Ce matin-là, je prends le premier métro. Il passe à Belleville, sur la ligne 11, à 5h35. C’est tôt, 5h35. Il m’arrive de me lever plus tôt, c’est certain, mais c’est en général pour partir en randonnée, prendre un avion ou un train.
À 5h20, la station est déjà ouverte et le quai se remplit. On n’atteint pas l’affluence des heures de pointe mais il y a beaucoup de monde. Certains de ces usagers, comme moi, sont ceux qui n’ont pas pu prendre le dernier bus de nuit. Car lorsque les autobus nocturnes rentrent se coucher, ce sont les métros qui prennent la relève. Entre le dernier bus et le premier métro, il n’y a qu’un quart d’heure d’intervalle. Or, nous ne sommes pas sur ce quai car nous avons raté le bus ; il n’est tout bonnement pas passé. Je l’ai attendu dix grosses minutes. Puis, une dame s’est approchée de moi, m’a demandé si j’attendais depuis longtemps et, légèrement désabusée, a lâché :
— Il ne passera pas. Hier, c’était pareil. Il n’est pas passé. C’est à cause des travaux. Il vaut mieux prendre le métro.
Je l’ai remerciée et je l’ai suivie. Elle dégageait la force de l’expérience, elle n’a pas hésité à se diriger vers la bouche du métro.
L’atmosphère de cette attente souterraine matinale est différente de celle qui lui succèdera un peu plus tard, qui sera à la fois un peu plus fourmillante et un peu plus silencieuse. À partir de 7 heures, si l’on excepte les quelques fêtards occasionnels qui peuvent perturber la somnolence par leurs derniers cris de fête alcoolisés, c’est le nombre qui crée le brouhaha, le bruit des pas, des sacs et des vêtements, la musique assourdie d’un casque de qualité douteuse, les vibrations de téléphones. Sur ce quai, ce matin, dans le calme d’un quai de métro sans rame de métro, ce sont les bruits des conversations qui animent les lieux. Oh, pas de longues discussions passionnées. Des gens qui se saluent. Quelques mots échangés. On se reconnaît. On s’interroge sur ce bus de nuit absent. On se souhaite une bonne journée.

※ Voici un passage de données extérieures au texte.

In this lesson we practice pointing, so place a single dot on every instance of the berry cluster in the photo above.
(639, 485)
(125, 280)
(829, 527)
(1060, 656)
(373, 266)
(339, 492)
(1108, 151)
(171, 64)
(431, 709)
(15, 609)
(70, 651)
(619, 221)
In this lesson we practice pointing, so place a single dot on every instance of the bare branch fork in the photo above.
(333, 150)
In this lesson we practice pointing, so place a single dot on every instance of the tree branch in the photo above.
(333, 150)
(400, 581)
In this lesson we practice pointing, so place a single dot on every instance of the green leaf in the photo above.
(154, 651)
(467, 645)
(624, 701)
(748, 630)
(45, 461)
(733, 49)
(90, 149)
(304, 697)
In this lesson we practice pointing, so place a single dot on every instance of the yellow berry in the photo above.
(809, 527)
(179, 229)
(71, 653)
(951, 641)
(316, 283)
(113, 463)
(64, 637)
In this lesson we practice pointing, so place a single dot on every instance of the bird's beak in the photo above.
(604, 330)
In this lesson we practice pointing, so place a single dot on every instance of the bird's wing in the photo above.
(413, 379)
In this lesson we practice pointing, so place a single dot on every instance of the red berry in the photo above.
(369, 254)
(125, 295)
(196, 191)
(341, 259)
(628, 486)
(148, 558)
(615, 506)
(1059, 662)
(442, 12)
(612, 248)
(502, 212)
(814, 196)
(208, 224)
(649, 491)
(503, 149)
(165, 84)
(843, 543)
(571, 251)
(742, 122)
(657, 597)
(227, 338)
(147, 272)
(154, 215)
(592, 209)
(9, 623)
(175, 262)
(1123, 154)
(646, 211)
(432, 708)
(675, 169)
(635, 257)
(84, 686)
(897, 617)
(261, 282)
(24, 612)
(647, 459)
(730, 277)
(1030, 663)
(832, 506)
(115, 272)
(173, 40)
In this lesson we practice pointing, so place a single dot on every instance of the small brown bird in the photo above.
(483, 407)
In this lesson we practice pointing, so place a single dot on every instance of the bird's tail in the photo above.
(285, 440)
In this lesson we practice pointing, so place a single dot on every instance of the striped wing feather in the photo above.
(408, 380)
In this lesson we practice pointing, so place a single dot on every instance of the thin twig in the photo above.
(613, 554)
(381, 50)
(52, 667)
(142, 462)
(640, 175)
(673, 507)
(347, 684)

À 5h35 tapantes, la première rame arrive et tout le monde monte. Le wagon est pratiquement plein. Les trois ou quatre blancs, dont je fais partie, ont presque tous une valise ou un sac de voyage, à part une dame d’une petite soixantaine qui discute avec une autre dame, deux habituées. Nous allons prendre un train ou un avion. Cet horaire nous est exceptionnel. Tous les autres sont noirs. Ce sont très majoritairement des femmes ayant dépassé la cinquantaine. Je ne peux certes pas savoir où elles se rendent ni pourquoi, je ne les ai pas interrogées, mais je vois bien qu’elles ne rentrent pas de soirée et que, pour elle, cet horaire est habituel. À cette heure-ci, elles vont au boulot. En transport en commun. Je ne pense pas qu’elles s’en vont animer une matinale à la radio. J’ai peut-être des préjugés… Je ne demande qu’à les faire taire.